Plusieurs fois dans ma vie, j’ai eu l’impression d’être au milieu d’un jardin dévasté; toutes les plantations tuées par l’hiver. Quand mon plus jeune a eu cet accident qui a changé sa vie et la mienne pour toujours. Quand mon cœur s’est brisé sur un chagrin d’amour comme je ne savais même pas qu’il pouvait se briser. Et d’autres occasions où, désespérée à l’idée d’avoir tout perdu, j’ai perdu courage. Chaque fois, pendant un moment j’ai eu envie de rester là, par terre, immobile pour toujours. Ces jours-là, j’ai espéré la résilience de Pâques dans un jardin détruit. Et pourtant, j’ai fini par me relever. Qu’est-ce qui fait cela? Je ne sais pas. C’est un Grand Mystère que j’accepte de ne pas avoir percé. Je crois, en fait, que c’est la même force qui fait sortir le crocus de terre et permet à un brin d’herbe de fendre 5 cm d’asphalte pour trouver la lumière. Le même amour infini qui a créé des milliers de fleurs de formes et de couleurs différentes, pour aucune autre raison que la beauté au monde.

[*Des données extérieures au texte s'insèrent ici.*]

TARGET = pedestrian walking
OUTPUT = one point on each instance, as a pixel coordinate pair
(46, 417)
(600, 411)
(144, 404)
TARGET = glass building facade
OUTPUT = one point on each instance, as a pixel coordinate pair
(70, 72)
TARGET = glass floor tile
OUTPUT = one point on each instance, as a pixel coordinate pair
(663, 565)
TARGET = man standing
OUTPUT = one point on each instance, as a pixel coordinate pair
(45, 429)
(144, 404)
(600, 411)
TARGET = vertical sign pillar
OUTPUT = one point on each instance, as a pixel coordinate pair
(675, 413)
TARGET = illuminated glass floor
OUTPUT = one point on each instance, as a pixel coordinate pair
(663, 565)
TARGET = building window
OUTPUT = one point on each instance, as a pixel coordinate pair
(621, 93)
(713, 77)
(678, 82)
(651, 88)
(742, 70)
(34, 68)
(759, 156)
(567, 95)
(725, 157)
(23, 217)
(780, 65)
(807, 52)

Ramasser les morceaux épars
En tout cas, je ne sais pas si je me suis relevée ou si «on» m’a relevée. Mais une fois debout, chancelante, j’ai commencé chaque fois à ramasser les
morceaux. Lentement. Je crois que la fête de Pâques est à propos de ça. À propos de toutes ces
espérances que nous portons, qui s’effondrent parfois, comme ça, d’un seul coup. Tous ces projets formidables de bébé qui se terminent avec une trisomie 21. Ces grandes fêtes, comme celle de la très nombreuse famille Tremblay, qui se terminent avec la maison familiale rasée par un incendie accidentel. La job d’été du plus jeune de Solange, à l’usine de bois, qui se termine par une amputation du bras droit. Et alors que «tout est fini», quelque chose est pourtant déjà en train de renaître. À notre insu. Malgré nous, parfois. Et tous ceux-là ont commencé lentement à ramasser les morceaux pour déblayer un espace. Dans quel but ? On n’en a aucune idée à ce moment-là. Vraiment aucune. Il n’y a plus de but rendu là. Il n’y a que la dévastation. Et l’espérance de la résilience de Pâques dans un jardin détruit.
À propos de la mort et de ce qui arrive après
Je crois que Pâques, c’est à propos de ce qu’on a perdu pour toujours et qui ne reviendra jamais. La mort, quoi. La mort d’un rêve; celle d’un projet ou d’une partie de nous-mêmes. Mais pas seulement à propos de la mort. Non, Pâques c’est aussi à propos de ce qui arrive après la dévastation et qui nous surprend toujours. Cette transformation que nous n’attendions pas et nous ramène dans la vie. Ça prend du temps. C’est long. Ça n’en finit plus. C’est seulement après, ho oui! bien après, qu’on lève les yeux et qu’on réalise que quelque chose s’est passé. De nouvelles pousses sont sorties du jardin qui était détruit. Petit à petit, cet enfant trisomique, rieur et doux, devient le cœur de sa famille, dont la vie s’est réalignée sur des valeurs de partage, de famille et de simplicité. Une nouvelle maison a été reconstruite et ça a été l’occasion de travailler tous ensemble, manger ensemble et rire ensemble comme ça n’était pas arrivé depuis trente ans ! Le jeune adulte amputé devient un homme accompli, papa d’une fillette formidable qu’il va chercher chaque soir après le travail.
Résilience de Pâques dans un jardin détruit
Je crois que Pâques, c’est le moment de l’année où nous levons les yeux pour être éblouis par le mystère de ce qui fait jaillir de nouvelles pousses dans un jardin détruit par l’hiver de la vie. Éblouis et reconnaissants. Peut-être êtes-vous au milieu d’un jardin dévasté de votre vie en ce moment. Si c’est le cas, j’ai envie de vous dire que je sais où vous êtes. Je le sais. Et je vous attends juste ici, patiemment, le temps qu’il faudra. Je sais que vous me rejoindrez. Je ne sais pas quand ni comment. Mais vous y arriverez, parce que le Grand Mystère est à l’oeuvre dans tous les jardins. Et ce jour-là, on fêtera ensemble notre joyeuse résilience de Pâques dans un jardin détruit.